🤖 AI Summary
Existing multi-view promptable segmentation methods suffer from a lack of 3D consistency and rely on costly per-scene optimization. This work proposes an implicit 3D-consistent segmentation framework that operates without explicit 3D networks or 3D annotations. By leveraging pose-free image reconstruction to generate pointmaps, the method establishes correspondences between pixels and 3D points, lifting SAM’s image embeddings and user prompts into 3D space. It then fuses 3D prompts with point embeddings through 3D positional encoding and Transformer-based cross-attention.
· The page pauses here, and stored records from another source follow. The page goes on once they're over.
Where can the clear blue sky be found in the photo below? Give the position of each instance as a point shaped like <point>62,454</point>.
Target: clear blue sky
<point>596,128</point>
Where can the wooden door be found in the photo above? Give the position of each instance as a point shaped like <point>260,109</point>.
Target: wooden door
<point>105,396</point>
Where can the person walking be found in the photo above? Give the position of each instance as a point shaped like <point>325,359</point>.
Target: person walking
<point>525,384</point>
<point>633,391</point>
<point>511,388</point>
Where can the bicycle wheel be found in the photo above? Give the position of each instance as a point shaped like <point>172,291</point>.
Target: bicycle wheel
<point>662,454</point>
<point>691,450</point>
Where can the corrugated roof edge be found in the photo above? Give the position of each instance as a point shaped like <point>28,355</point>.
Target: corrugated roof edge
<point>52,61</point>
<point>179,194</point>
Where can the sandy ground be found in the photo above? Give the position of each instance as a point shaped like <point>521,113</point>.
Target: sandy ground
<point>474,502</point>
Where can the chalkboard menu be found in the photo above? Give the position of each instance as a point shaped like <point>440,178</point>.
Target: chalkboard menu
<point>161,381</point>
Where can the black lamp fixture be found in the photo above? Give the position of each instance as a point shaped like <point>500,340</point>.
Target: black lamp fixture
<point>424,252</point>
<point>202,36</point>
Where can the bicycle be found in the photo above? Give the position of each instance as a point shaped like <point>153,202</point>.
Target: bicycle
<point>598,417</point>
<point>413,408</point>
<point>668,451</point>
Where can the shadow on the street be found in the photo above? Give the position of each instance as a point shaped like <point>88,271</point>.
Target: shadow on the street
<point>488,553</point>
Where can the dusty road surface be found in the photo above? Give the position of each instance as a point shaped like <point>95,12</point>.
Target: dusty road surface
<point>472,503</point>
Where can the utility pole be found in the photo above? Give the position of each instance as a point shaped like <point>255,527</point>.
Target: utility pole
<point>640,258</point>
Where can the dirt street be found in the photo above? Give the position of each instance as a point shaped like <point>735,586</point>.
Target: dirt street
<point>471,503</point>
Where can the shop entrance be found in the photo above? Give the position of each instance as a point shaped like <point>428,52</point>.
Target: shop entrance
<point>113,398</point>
The approach outperforms SAM2-Video across multiple benchmarks—including NVOS, SPIn-NeRF, ScanNet++, uCo3D, and DL3DV—achieving performance on par with per-scene optimization methods while demonstrating strong cross-domain generalization capabilities.
📝 Abstract
Promptable segmentation has emerged as a powerful paradigm in computer vision, enabling users to guide models in parsing complex scenes with prompts such as clicks, boxes, or textual cues. Recent advances, exemplified by the Segment Anything Model (SAM), have extended this paradigm to videos and multi-view images. However, the lack of 3D awareness often leads to inconsistent results, necessitating costly per-scene optimization to enforce 3D consistency. In this work, we introduce MV-SAM, a framework for multi-view segmentation that achieves 3D consistency using pointmaps -- 3D points reconstructed from unposed images by recent visual geometry models. Leveraging the pixel-point one-to-one correspondence of pointmaps, MV-SAM lifts images and prompts into 3D space, eliminating the need for explicit 3D networks or annotated 3D data. Specifically, MV-SAM extends SAM by lifting image embeddings from its pretrained encoder into 3D point embeddings, which are decoded by a transformer using cross-attention with 3D prompt embeddings. This design aligns 2D interactions with 3D geometry, enabling the model to implicitly learn consistent masks across views through 3D positional embeddings. Trained on the SA-1B dataset, our method generalizes well across domains, outperforming SAM2-Video and achieving comparable performance with per-scene optimization baselines on NVOS, SPIn-NeRF, ScanNet++, uCo3D, and DL3DV benchmarks. Code will be released.